The 1921 S Morgan Silver Dollar, struck at the San Francisco Mint, is a sought-after collectible from the renowned Morgan Dollar series. Composed of 90% silver and 10% copper, it has a diameter of 38.1 mm and weighs 26.73 grams. The mint mark is located on the reverse side above the ‘D’ in “DOLLAR.” Its value varies based on condition, with prices ranging from $35 for Good (G) to over $780 for high-grade Uncirculated (MS) specimens.
- Denomination: $1 (One Dollar)
- Diameter: 38.1 mm
- Weight: 26.73 grams
- Composition: 90% silver, 10% copper
- Edge: Reeded
- Obverse Design: Lady Liberty
- Reverse Design: Eagle with wings outstretched
- Mint Mark: S (San Francisco Mint)
- Mintage: Approximately 21,695,000
Mint Mark Location:
The mint mark on the 1921 S Morgan Silver Dollar is located on the reverse side, just above the ‘D’ in the word “DOLLAR” and below the wreath that encircles the eagle.

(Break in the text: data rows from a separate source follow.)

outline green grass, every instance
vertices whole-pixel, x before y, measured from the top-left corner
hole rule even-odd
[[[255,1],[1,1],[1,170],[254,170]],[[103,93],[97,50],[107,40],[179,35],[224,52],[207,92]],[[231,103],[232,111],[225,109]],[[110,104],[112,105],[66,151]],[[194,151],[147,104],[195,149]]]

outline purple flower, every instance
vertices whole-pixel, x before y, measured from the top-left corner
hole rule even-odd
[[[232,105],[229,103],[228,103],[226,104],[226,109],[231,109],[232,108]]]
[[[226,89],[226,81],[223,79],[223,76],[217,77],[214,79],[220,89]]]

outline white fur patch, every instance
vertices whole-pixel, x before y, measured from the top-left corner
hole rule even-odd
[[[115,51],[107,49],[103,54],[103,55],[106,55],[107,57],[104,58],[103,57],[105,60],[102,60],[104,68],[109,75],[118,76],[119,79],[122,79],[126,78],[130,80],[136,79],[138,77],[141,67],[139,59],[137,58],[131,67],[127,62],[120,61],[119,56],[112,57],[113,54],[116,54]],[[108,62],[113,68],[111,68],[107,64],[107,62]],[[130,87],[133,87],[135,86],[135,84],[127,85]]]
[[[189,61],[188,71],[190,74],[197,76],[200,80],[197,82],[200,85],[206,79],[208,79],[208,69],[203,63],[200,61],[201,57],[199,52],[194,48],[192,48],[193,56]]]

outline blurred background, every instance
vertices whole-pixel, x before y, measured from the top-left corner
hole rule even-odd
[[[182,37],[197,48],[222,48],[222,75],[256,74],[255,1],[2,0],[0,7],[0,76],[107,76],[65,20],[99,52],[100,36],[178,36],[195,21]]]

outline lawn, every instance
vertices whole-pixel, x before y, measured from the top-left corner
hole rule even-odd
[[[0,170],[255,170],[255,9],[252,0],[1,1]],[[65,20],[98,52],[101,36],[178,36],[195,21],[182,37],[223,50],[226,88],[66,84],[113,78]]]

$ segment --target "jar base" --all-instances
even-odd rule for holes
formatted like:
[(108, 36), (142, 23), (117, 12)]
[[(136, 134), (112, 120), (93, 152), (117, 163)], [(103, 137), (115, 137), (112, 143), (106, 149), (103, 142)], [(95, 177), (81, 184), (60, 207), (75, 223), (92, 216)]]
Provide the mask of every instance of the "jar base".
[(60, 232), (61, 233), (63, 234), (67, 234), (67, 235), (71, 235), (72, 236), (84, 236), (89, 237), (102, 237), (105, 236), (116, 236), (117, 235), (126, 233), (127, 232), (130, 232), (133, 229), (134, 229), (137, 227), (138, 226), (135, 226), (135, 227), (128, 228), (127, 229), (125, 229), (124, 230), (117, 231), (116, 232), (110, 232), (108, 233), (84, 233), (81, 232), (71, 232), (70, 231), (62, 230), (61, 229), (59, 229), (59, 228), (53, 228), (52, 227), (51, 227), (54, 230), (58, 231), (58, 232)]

How to roughly grade Morgan Dollars
- Extremely Fine (EF/XF): The coin shows light wear on high points, with most details still visible. Liberty’s hair and the eagle’s breast feathers have some wear, but overall design elements remain clear.
- About Uncirculated (AU): The coin has very minimal wear, mostly on the highest points. Original mint luster is still present, and the design details are nearly complete.
- Mint State (MS): The coin is in uncirculated condition, with no wear and full mint luster. Design details are sharp and complete. Higher MS grades (e.g., MS-63, MS-65, MS-67) indicate fewer contact marks, better eye appeal, and more lustrous surfaces.
Value Based on Condition:
The value of the 1921 S Morgan Silver Dollar varies depending on its condition and the current market. Here is a general pricing range for different conditions:
- Good (G): $40
- Very Good (VG): $60
- Fine (F): $80
- Very Fine (VF): $100
- Extremely Fine (EF/XF): $150
- About Uncirculated (AU): $300
- Uncirculated (MS): $400-$780+ (value increases with higher grades)
Did You Know?
An interesting fact about the 1921 Morgan is that it was minted after a 17-year hiatus, as the production of the Morgan Dollar series had ceased in 1904. The Pittman Act of 1918, which required the melting of millions of silver dollars to aid the British during World War I and to stabilize the silver market, created a demand for new silver dollars. As a result, the U.S. Mint resumed production of Morgan Dollars in 1921, using the original George T. Morgan design. This makes the 1921 Morgan Silver Dollar the last year of issue for the series, as the Peace Dollar was introduced later that same year, symbolizing the end of an era in American coinage.